Strategy is like the ocean; it’s a deep subject.

Author: Guy Smith, Vice President, Automotive Industry Business Development, Jay Advertising and Marketing Communications

MROI

There isn’t a dealer on the planet who isn’t trying to determine MROI (Marketing Return on Investment) for their campaigns and tactics. Compounding this understandable need (and anxiety) is that the line of site for most dealerships is 30 days maximum. Most dealers whom we speak with will say that they are unable to outlook let alone confidently predict “bankable” results with 85-90% confidence for any given month until it has almost run its course. So, it’s understandable that dealer principals wonder where to make precious marketing investments and feel confident in what they will yield.

Problem solving

So, let’s call the foregoing situation our “problem statement”. Problem solving begins with determining root causes. But, let’s begin with something you are not expecting – a simple definition of marketing. Why? Because it’s easy to confuse sales promotion with marketing, and even effective promotions backed by good go-op advertising still need a “compass” called strategy. Because strategy and marketing are so inextricably linked that they are inseparable, let’s define marketing as “exciting the market about the state of the possible with a brand and its products”.

Strategy

Excitation can take many forms; generating awareness, building positive predisposition, driving consideration and preference . . . all the way to purchase. It takes good strategy to implement marketing that excites. However, it’s easy to think that you have a strategy when more common than not many businesses are operating with a simple “plan for a plan”. Simple goals and lists of activities easily get interchanged and confused with objectives and business outcomes, and without a properly defined strategy, a business will be selling in the suburb of reality.

Strategists

Formulating strategy requires a good strategist? Strategists can be pretty unique animals. They analyze fact-based trends with an ability to see a world that doesn’t yet exist but will in time because they interpret and form likely scenarios based on tracking leading indicators of market change. To achieve their objectives they define and systematically deploy actions that are hard for competitors to match. Really good strategists are in another class. They are also big idea generators, builders, market makers, and transformers. They understand business models in totality. Their market lens and planning perspective begins from the customer back to the business, not from the business out to the market. They connect brands with target audiences much more relevantly.

Big M

Strategy is “Big M”. That’s Big Marketing. Big M is not sales promotion, but it eventually defines what sales promotion should be. Big M is about building brand belief systems and creating disproportionate amounts of “market pull”.

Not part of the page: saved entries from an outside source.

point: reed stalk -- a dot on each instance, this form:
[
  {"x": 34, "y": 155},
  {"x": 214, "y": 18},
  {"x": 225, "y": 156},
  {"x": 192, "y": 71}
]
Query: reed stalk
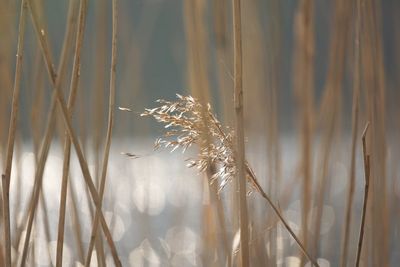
[
  {"x": 111, "y": 107},
  {"x": 6, "y": 177}
]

Strategy according to Michael Porter at Harvard is “the broad formula for how a business is going to compete, what its goals should be, and what policies will be needed to carry out those goals . . . usually under conditions of uncertainty”.

6 Major Questions

With this foundational structure of market strategy, we can define a specific strategic plan with answers to 6 major questions. The questions may look simple on the surface, but formulating solid fact-based answers is usually a challenging exercise. The exercise is important, and answers that are complete will put you on a good path of performance improvement.

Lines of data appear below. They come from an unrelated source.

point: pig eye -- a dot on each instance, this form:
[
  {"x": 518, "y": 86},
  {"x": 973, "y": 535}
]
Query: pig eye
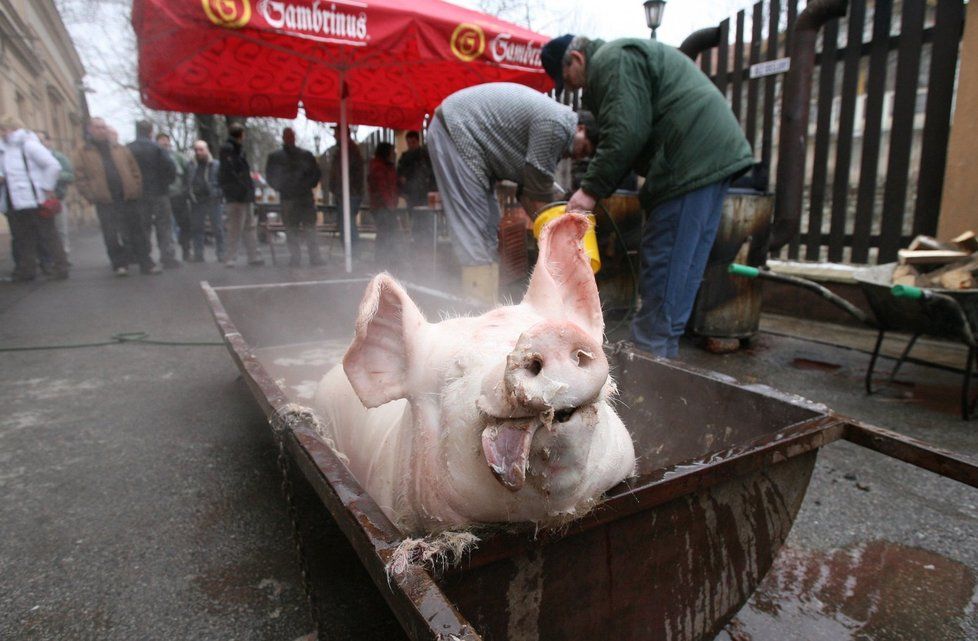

  1. Who and what is “Dealership Name”, exactly?
    1. Defines the character, personality and core values of the dealership
    2. Defines the “promise” that the dealership brand name implicitly and explicitly makes to its market, and the extent to which the promise is consistently operationalized across all customer touch points
    3. Defines what the dealership won’t compromise
    4. Defines why the dealership has chosen to do what it does and the way it does it
  2. What are the core products and services of the dealership?
    1. Defines which products or services (in rank order) represent the best potential for profitable growth and competitive advantage over the next 1-3 year period
  3. Where will the dealership win?
    1. Defines the most lucrative and strategic target markets/buyer segments aligned to the dealership’s capabilities, products/services and expertise
    2. Defines exactly who realizes higher-than-average value from the dealership’s advantages
  4. Why will the market choose the dealership?
    1. Differentiates by buyers’ needs and opportunities that the dealership solves best
    2. Defines what the dealership does better and what better is worth to buyers
    3. Defines the rationale and evidence for claims of better and worth that are made above
  5. How will the dealership win?
    1. Defines all the specific marketing & sales tactics to be implemented
    2. Defines why the chosen tactics are better than the alternatives not being implemented
    3. Defines how the manner of executing the tactics will transfer confidence to the market and eliminate competition sooner
  6. What is the value of winning?
    1. Defines the evaluation criteria/performance metrics for expected marketing outcomes and overall business results
    2. Defines what success will look like over the defined strategic planning period (i.e. lays out the “end-point vision” in financial and market share terms)

Answers to these questions will not only define a strategy framework, they will be core to defining the dealership’s operating principles, brand image and overall value narrative. Really good answers will provide truths that can be believed by a market craving for truth more than ever.